Continuing this week’s odd release trend of movies-within movies (following Seven Psychopaths and Argo) comes Sinister. As you may have gathered from the not-so-subtle title, this is the horror movie edition. Taking a cue from horror loathing pundits, critics, and religious types, it centers around super eight footage found in a creepy old attic that when viewed, spells certain doom. It would be a creepy and original premise were it not for The Ring, but alas that exists (along with numerous remakes, sequels, and sequels to the remakes) and the latest feature from Scott Derrickson (The Exorcism Of Emily Rose) treads on the graves of many other classic horror films including The Shining. It’s all slickly produced and the Super 8 murder reels themselves are particularly effective. However, as with almost any horror movie to borrow that much from the past, it’s also increasingly predictable while barreling towards an obvious conclusion that, in what must be a new high point for spoilers, was actually given away in the poster. At least that’s one first that that filmmakers can claim to have achieved with the flick, I suppose.
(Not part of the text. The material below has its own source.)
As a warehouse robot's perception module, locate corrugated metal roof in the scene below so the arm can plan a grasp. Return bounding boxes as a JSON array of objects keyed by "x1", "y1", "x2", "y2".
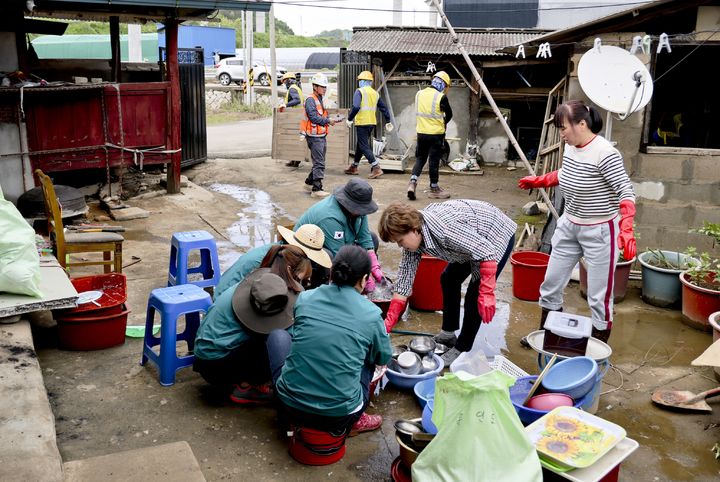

The story centers on a true crime novelist played by Ethan Hawke who had a hit long ago and keeps chasing the dragon. Every year or so he packs up his family and moves them to a new town where a grisly murder took place so that he can alienate the authorities and community while studying a crime that they’re all trying to forget. This time it’s the mysterious group suicide of a family who hung themselves in their own backyard with only a young child escaping. To make things extra creepy, he moved his family into the actual house where the deaths occurred. While moving in, Hawke discovers a box of old super eight movies and while procrastinating one night, decides to take a look at them, because why not? So he throws up a sheet and projects a film of the family suicide he was there to study (what luck!). He then shuffles through the rest of the film cans and discovers a series of family murders from around the country. Convinced that he’s finally found a new serial killer best seller, Hawke dives into all of the cases and eventually ends up having a skype chat with a professor of the occult played by a cameoing and uncredited Vincent D’Onofrio. D’Onofrio explains that a certain symbol he found in all the footage is the mark of an ancient demon (charmingly referred to in the film as Mr. Boogie) who lives inside art and enjoys stealing the souls of children. Hawke then finds extra bits of film in the attic labeled “deleted scenes” and after a little google-assisted super 8 splicing discovers that the missing children in every case murdered their families under the guiding hand of Mr. Boogie. Uh-oh! Spookie stuff. Good thing that Hawke doesn’t have any troubled children, right? Oh…wait…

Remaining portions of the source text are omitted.